Lou shrugged, too, in a different way. “Fine. So things get tricky. I will call in a bunch.” And he did.

Then he had to wait for the reinforcements to get there. When they did, his heart sank. They were new draftees-you could always tell. They didn’t want to be there, and barely bothered to hide it. They squelched into the swamp like guys ordered to take out the Siegfried Line with slingshots.

“Just remember the price on Heydrich’s head, guys,” Lou called to them. “A million bucks, tax-free. You’re set for life if you nail him.” Anything to get the reluctant soldiers moving. If he thought they would have believed him, he would have promised them a week of blowjobs from Rita Hayworth.

They did move a little faster, but only a little. One of them said, “Yeah, like this fuckin’ kraut’s really in there. Now tell me another one.” Like any other soldier with an ounce of sense, the American GI was a professional cynic. These fellows didn’t know much about soldiering yet, but they’d sure figured that out.

Sometimes there was no help for a situation. Sometimes there was. Lou knew one that front-line officers had often used before the surrender. “Well, follow me, goddammit!” he snapped, and plunged past the draftees into the swamp himself. They muttered and shook their heads, but they did follow.

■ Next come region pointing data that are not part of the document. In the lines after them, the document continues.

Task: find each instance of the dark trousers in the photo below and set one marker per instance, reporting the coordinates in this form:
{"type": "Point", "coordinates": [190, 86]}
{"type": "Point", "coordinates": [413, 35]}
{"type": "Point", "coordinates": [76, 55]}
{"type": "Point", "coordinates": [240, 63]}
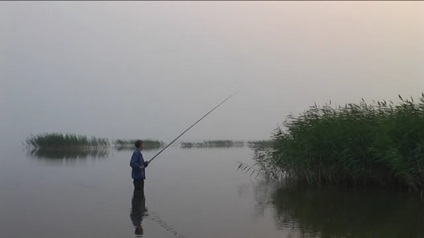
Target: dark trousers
{"type": "Point", "coordinates": [139, 184]}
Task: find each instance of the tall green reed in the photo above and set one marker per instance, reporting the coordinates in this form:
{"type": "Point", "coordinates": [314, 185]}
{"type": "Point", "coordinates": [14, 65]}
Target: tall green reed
{"type": "Point", "coordinates": [380, 143]}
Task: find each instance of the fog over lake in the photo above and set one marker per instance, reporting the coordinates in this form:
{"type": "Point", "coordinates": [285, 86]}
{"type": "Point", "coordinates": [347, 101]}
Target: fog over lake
{"type": "Point", "coordinates": [150, 69]}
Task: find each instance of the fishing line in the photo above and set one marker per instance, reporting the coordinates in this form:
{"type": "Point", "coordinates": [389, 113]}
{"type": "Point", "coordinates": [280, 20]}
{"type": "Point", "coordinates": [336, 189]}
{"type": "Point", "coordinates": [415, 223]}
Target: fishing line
{"type": "Point", "coordinates": [192, 126]}
{"type": "Point", "coordinates": [154, 217]}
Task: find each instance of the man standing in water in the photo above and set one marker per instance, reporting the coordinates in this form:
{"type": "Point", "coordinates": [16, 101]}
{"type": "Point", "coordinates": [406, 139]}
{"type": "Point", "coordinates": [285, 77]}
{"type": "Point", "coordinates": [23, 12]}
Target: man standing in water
{"type": "Point", "coordinates": [138, 166]}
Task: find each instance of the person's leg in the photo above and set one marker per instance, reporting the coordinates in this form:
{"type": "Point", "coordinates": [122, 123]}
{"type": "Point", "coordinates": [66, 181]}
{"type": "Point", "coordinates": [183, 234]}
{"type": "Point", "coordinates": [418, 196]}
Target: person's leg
{"type": "Point", "coordinates": [139, 185]}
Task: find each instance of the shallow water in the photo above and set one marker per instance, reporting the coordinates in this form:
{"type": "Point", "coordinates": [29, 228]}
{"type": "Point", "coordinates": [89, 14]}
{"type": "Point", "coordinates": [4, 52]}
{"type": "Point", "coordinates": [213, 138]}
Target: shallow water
{"type": "Point", "coordinates": [188, 193]}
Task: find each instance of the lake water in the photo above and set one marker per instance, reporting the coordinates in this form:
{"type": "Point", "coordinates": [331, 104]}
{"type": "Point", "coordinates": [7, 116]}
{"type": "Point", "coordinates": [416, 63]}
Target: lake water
{"type": "Point", "coordinates": [194, 192]}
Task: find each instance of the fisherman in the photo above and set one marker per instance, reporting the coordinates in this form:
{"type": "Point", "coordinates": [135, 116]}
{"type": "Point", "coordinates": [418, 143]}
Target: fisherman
{"type": "Point", "coordinates": [138, 166]}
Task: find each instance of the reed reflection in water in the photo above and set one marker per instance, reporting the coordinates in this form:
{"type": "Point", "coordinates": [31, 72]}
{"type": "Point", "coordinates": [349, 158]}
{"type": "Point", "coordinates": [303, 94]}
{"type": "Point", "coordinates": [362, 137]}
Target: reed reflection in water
{"type": "Point", "coordinates": [341, 212]}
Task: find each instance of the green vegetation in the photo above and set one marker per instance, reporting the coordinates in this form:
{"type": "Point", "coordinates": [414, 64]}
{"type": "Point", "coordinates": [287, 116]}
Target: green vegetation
{"type": "Point", "coordinates": [212, 143]}
{"type": "Point", "coordinates": [122, 144]}
{"type": "Point", "coordinates": [69, 153]}
{"type": "Point", "coordinates": [56, 141]}
{"type": "Point", "coordinates": [330, 212]}
{"type": "Point", "coordinates": [357, 144]}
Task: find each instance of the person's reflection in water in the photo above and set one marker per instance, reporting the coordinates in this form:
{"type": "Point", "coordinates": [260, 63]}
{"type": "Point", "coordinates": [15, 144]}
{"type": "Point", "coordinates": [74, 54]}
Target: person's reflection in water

That accomplished less than he wished it would have. He rapidly discovered why the troopers who knew Fritzi had set up their checkpoint where they did. Past that, the stream split up into half a dozen narrow channels that crossed and recrossed, braided and rebraided, like a woman’s pigtail woven by a nut. Some of what lay between the channels was mud, some was bushes, some was rank second-growth trees. All of it was next to impossible to get through.

“Have a heart, Lieutenant,” one of the draftees panted after a while. “If that what’s-his-name asshole came this way, he’ll never make it out again.” Several of the other new fish nodded.

“My ass,” Lou said sweetly. “You wouldn’t be dogging it if the Jerries were plastering this place with 105s-I guarandamntee you that.”

Behind him, the GIs muttered. Nobody directly answered him, though. He knew what that meant. It meant just what he’d thought: these guys were fresh off the boat from the States. They’d never been under fire, and they had no idea what the hell he was talking about.

Something fair-sized and brown splashed into the water and swam away. Lou came that close to opening up on it before he realized it was an animal…one that walked on four legs. Most of the GIs came out with variations on “What the fuck was that?” But one of them said, “Hey, Clifton, that a muskrat or a nutria?”

“Muskrat, I betcha. Nutria’s even bigger.” Clifton sounded froggier than most of the Frenchmen Lou’d met.